Im Einkommensteuerbescheid 2009 berücksichtigte das Finanzamt Pauschbeträge nach der Verordnung des BMF über außergewöhnliche Belastungen wegen eigener Behinderung in Höhe von 2.676 EUR und nachgewiesene Kosten aus der eigenen Behinderung nach der angesprochenen Verordnung in Höhe von 1.096,41 EUR. Die Aufwendungen für das Elektromobil wurden mit der Begründung nicht anerkannt, dass es sich dabei um keinen Heilbedarf handle.

Der Mitbeteiligte erhob Berufung, wobei er sich auf § 4 der vom Finanzamt angesprochenen Verordnung bezog und die Ansicht vertrat, dass das Elektromobil in seinem Fall als Hilfsmittel im Sinne der Verordnung anzusehen sei, weil es ihm auf Grund seiner Behinderung sonst nicht möglich wäre, sich außerhalb des Hauses fortzubewegen.

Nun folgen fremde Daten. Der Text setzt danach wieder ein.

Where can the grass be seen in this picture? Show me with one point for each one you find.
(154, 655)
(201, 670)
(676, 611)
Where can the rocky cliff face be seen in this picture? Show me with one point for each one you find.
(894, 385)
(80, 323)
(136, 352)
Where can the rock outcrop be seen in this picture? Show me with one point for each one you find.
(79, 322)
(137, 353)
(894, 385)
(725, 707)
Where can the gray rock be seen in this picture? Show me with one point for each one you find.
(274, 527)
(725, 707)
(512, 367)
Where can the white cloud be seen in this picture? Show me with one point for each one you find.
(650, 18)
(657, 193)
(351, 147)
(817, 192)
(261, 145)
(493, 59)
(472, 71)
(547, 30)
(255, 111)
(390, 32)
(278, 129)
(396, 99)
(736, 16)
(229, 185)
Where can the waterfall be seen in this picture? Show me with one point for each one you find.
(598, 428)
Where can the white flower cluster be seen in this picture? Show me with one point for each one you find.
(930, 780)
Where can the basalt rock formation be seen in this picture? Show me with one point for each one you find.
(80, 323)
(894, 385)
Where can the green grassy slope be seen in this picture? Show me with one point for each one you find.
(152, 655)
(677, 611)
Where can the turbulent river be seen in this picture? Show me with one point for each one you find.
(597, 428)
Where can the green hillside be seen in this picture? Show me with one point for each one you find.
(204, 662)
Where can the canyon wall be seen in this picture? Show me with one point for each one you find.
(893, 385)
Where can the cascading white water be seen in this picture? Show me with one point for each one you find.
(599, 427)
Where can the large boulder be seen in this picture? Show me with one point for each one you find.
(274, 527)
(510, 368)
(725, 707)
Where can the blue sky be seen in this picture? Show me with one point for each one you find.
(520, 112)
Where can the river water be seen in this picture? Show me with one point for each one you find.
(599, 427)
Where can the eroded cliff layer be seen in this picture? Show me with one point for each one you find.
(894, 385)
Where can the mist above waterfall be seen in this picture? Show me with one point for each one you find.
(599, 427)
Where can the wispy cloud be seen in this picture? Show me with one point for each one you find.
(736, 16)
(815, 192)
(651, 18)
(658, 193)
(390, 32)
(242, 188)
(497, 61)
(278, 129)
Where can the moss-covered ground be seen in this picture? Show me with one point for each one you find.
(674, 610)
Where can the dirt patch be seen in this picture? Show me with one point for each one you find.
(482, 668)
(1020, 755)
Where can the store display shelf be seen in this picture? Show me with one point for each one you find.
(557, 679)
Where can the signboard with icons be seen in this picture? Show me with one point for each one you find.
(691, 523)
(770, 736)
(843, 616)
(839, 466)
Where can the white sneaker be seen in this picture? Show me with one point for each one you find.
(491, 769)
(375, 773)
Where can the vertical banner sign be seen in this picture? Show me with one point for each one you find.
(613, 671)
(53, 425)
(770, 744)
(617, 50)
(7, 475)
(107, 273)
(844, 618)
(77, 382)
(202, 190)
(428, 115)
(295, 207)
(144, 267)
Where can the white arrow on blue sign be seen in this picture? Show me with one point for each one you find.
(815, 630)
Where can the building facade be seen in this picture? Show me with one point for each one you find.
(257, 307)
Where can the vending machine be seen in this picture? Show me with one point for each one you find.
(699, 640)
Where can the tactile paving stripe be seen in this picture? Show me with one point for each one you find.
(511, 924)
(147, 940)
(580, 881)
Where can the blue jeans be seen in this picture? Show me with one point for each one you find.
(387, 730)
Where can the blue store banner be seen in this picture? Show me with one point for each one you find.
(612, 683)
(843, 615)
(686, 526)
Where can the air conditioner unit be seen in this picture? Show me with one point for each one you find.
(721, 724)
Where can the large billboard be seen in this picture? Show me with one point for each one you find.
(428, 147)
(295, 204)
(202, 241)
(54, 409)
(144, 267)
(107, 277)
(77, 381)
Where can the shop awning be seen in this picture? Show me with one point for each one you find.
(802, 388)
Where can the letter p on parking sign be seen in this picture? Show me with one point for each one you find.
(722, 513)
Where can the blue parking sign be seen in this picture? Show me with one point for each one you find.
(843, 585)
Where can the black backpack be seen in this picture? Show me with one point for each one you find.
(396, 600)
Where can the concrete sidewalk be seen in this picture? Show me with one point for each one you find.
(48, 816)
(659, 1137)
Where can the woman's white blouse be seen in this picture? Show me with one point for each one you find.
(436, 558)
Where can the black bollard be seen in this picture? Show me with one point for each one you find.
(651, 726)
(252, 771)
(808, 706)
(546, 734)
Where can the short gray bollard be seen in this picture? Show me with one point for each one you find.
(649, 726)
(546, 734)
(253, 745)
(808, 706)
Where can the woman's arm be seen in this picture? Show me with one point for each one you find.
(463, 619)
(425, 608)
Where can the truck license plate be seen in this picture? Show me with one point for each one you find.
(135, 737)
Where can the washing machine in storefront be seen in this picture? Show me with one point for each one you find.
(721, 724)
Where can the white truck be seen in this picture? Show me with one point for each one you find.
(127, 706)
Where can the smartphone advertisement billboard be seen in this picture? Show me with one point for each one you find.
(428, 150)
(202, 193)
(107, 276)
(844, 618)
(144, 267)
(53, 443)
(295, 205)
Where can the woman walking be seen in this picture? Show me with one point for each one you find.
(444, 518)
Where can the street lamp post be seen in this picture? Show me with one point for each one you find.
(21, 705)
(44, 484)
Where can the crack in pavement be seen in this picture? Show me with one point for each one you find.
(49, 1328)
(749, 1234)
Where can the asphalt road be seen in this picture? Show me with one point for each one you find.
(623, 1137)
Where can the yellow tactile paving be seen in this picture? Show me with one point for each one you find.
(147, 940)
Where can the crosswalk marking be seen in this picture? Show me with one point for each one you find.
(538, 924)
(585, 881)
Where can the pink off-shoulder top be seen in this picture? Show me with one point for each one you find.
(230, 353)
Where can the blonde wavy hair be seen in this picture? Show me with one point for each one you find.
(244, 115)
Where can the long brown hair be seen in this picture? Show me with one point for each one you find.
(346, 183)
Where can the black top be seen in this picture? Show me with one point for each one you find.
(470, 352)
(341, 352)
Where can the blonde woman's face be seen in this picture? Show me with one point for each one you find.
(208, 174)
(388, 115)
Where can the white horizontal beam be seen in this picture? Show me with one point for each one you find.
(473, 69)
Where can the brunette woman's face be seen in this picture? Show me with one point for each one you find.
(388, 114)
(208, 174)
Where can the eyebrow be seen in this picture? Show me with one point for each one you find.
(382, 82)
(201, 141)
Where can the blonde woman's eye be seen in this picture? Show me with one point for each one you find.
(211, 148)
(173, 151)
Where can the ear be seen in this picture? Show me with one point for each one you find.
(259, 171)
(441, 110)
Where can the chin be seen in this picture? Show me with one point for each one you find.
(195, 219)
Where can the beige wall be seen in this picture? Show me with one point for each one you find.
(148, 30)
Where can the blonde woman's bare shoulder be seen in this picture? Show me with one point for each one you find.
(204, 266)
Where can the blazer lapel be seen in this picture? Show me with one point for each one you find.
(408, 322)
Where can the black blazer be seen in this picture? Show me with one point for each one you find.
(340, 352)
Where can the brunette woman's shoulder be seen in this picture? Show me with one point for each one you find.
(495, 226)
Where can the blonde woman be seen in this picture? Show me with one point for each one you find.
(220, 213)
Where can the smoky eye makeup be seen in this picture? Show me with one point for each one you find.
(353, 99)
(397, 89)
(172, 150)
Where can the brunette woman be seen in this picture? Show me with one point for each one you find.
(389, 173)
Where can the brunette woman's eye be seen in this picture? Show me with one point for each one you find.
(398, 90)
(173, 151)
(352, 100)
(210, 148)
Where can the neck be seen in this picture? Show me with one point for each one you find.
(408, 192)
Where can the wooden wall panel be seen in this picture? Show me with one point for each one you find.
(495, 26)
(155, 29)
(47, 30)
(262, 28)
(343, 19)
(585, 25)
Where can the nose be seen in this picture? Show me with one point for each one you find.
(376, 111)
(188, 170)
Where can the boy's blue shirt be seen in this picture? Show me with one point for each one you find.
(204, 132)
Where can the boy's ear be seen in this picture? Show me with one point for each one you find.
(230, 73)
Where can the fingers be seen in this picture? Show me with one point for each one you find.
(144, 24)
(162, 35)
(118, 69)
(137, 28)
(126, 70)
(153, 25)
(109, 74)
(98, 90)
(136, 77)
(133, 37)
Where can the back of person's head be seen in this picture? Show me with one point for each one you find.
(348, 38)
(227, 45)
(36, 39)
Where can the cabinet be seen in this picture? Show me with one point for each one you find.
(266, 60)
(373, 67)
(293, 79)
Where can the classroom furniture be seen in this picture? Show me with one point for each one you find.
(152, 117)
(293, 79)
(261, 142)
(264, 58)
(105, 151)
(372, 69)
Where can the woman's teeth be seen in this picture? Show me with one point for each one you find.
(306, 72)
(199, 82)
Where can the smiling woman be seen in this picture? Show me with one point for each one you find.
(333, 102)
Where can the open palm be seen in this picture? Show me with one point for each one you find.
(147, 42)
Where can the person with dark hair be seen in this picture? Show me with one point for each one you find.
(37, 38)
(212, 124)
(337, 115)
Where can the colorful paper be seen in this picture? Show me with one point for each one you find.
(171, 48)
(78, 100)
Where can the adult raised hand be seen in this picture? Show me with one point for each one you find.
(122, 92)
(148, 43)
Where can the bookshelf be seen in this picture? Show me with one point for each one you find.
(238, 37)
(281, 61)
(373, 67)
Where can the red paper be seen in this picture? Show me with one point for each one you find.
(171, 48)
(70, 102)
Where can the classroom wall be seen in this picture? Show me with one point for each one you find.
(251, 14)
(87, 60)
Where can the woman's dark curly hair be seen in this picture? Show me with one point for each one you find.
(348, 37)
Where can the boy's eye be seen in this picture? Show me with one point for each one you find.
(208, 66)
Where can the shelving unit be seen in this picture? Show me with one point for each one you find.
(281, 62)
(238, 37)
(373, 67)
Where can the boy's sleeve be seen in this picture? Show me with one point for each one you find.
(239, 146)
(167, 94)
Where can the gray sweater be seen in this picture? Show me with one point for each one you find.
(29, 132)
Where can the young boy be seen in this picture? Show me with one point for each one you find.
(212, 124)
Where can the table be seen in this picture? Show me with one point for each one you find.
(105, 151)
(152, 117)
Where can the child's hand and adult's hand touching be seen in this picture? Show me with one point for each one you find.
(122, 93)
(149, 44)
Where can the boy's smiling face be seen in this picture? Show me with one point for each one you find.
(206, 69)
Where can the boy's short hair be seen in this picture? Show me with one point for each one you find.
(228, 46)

Das Elektromobil sei notwendig, um die mit seiner Gehbehinderung verbundene Beeinträchtigung zu beseitigen. Die Anschaffung eines Rollstuhls hätte gegenständlich keinen Sinn gemacht, weil der Mitbeteiligte so weit außerhalb des Ortskerns wohnhaft sei, dass er eine derart weite Strecke nicht mit einem Rollstuhl bewältigen könne. Ohne Elektromobil wäre es ihm nicht möglich, täglich anfallende Tätigkeiten wie Einkaufen oder die Erledigung von Bankgeschäften alleine zu erledigen oder an einem Gesellschaftsleben außerhalb seines Hauses teilzunehmen.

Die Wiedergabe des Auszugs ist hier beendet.